The festival’s programmers are keen to assert Flare’s increasingly robust position on the international circuit, noting the programme’s growing number of world premieres and the securing of prior festival hits for its showcase galas. Its opening film is The Stroll, Kristen Lovell and Zackary Drucker’s documentary about trans women of colour in New York’s Meatpacking District, which screened at Sundance. Flare’s closing film is Hannes Hirsch’s feature Drifter, about the contemporary gay experience in Berlin, fresh from the Berlinale. And the centrepiece gala is Tünde Skovrán’s South African intersex drama Who I Am Not, which was at SXSW. (Lee Sohyoon’s South Korean high-school comedy-drama XX+XY also centres on an intersex character, suggesting an increasing filmmaking focus on this little-represented identity.)
This year sees the launch of Flare Expanded, a weekend of free interactive and VR work from artists and filmmakers Danielle Brathwaite-Shirley, Antonia Forster, Taylor McCue and Tsang Tsuishan, spotlighting engaging subjects such as sex work, dance, illness and archiving. The strand is programmed by Ulrich Schrauth. New programmer Rhianna Ilube and assistant programmer Wema Mumma also join the existing Flare team of Grace Barber-Plentie, Jay Bernard, Michael Blyth, Zorian Clayton and Brian Robinson.
The programme also features a range of porn-related material covering various identities and experiences, including the 1979 French film Le Beau Mec, featuring original choreography by Rudolf Nureyev. Other highlights include Ungentle, Huw Lemmey’s poetic exploration of queer spies, narrated by Ben Whishaw, and Tara Brown’s presentation ‘We Have Always Been Here!’, which traces a lineage of queer disability on screen.
The festival also makes space to mark the passing in 2022 of London filmmaker Ron Peck, with a rare screening of Strip Jack Naked: Nighthawks II (1991) and a discussion event dedicated to him. The original Nighthawks (1978) followed the experiences of geography teacher Jim (Ken Robertson) naturalistic, semi-improvised conversations, extended shots fixed on characters’ faces and semi-documentary footage of driving, cruising and dancing in clubs. Its representation of the capital’s gay scene in the years before Heaven, Thatcher or HIV was unprecedented, albeit strongly centred on white men, and its climactic scene of Jim openly discussing his sexuality with a class of teenagers remains remarkable.
The film, observes Flare programmer Brian Robinson, “revealed something of the everyday reality of being gay with a cast of non-professionals, which struck a chord with many who had never seen their kind of life, in quietly unspectacular fashion, reflected on screen”. Peck, he adds, “helped school a generation and was an inspiration in showing that queer stories could be made and be successful at a time when few thought this was possible”.
Nighthawks was a labour of love for Peck and his collaborator Paul Hallam. They scraped together a budget of around £60,000 over three years, collecting spare change in buckets as well as securing more substantial investment from producer Don Boyd and, crucially, German television.
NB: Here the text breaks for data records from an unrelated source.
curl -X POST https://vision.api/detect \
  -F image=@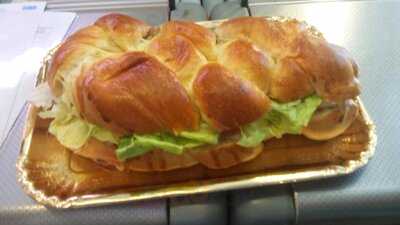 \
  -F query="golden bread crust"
[193,63,271,131]
[48,14,360,171]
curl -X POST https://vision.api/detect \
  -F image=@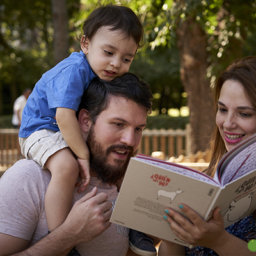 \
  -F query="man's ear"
[78,108,92,133]
[80,35,89,55]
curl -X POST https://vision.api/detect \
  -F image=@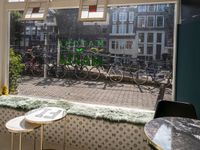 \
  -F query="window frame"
[137,16,146,28]
[146,15,155,28]
[156,15,165,28]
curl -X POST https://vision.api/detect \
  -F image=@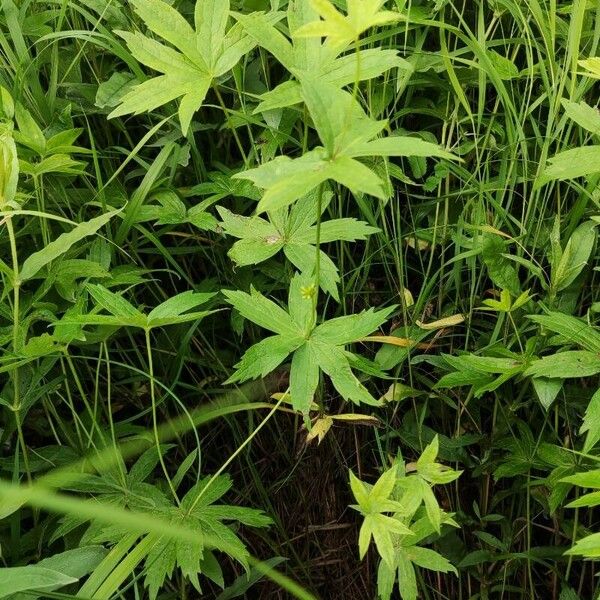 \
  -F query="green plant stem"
[6,216,31,483]
[213,83,250,169]
[144,327,179,505]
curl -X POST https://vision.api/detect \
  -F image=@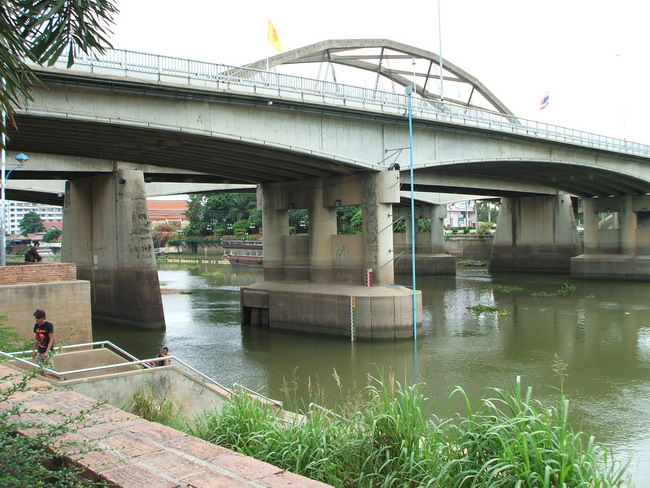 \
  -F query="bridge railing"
[35,45,650,157]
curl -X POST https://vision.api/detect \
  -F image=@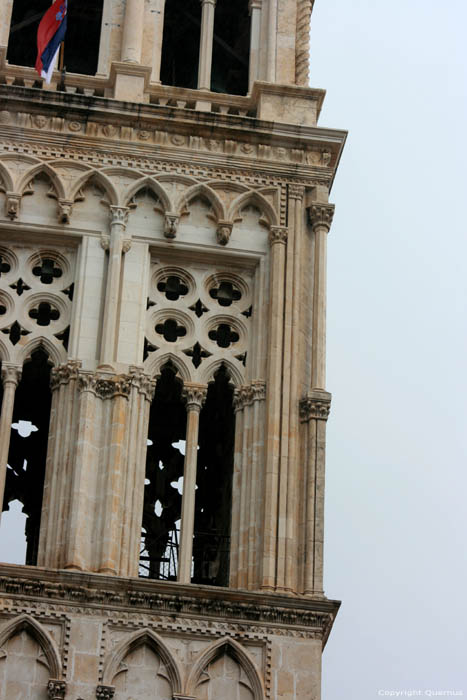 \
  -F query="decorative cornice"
[300,390,332,423]
[269,226,288,246]
[308,204,334,231]
[50,360,81,391]
[79,372,131,399]
[182,382,208,412]
[2,362,22,387]
[233,379,266,412]
[0,564,339,641]
[47,680,66,700]
[129,367,156,402]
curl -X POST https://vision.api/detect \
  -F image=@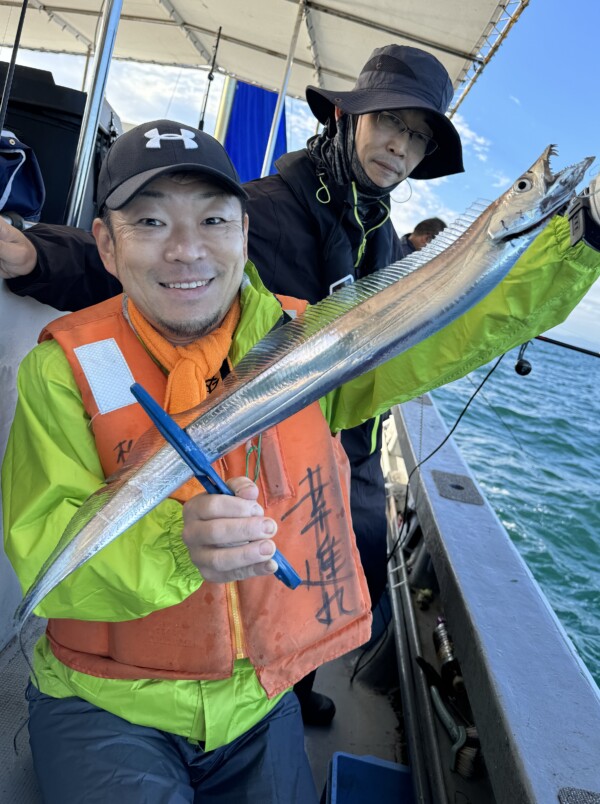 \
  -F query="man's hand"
[182,477,277,583]
[0,217,37,279]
Derek Jarman lent his Butler’s Wharf warehouse apartment as a location (and it can be glimpsed in a dance scene). The film’s muted tone and ambivalent ending divided opinion among gay audiences, both prompting protests and filling screens for months. It proved popular internationally as well.
In Nighthawks II, Peck looks back from the other side of the 80s, potently combining an account of the earlier feature’s unusual production history with personal memoir and social history. It touches on lost scenes, lost friends, schoolboy crushes, revelatory screenings, the 20-strong group who willed Nighthawks into existence, the lack of institutional support for Peck’s vision and the media backlash.
At Flare, Nighthawks II screens with Peck’s student short Its Ugly Head (1974), about a closeted young teacher and his disabled wife. The screening is followed by a panel event, ‘Remembering Ron Peck’, which will pay tribute to the filmmaker’s sensitivity and drive and showcase rare clips and archival material. Contributors will include Peck’s friends Mark Ayres and Lise Baun Grarup, Bishopsgate Institute archivist Stef Dickers, artist Ian Giles and BFI curators Simon McCallum and William Fowler. For Robinson, Peck was “a generous and thoughtful participant in the world” who “encouraged community participation, never lost a sense of the importance of creating queer culture, never forsook his campaigning gay liberationist roots and created a lasting legacy with his films.”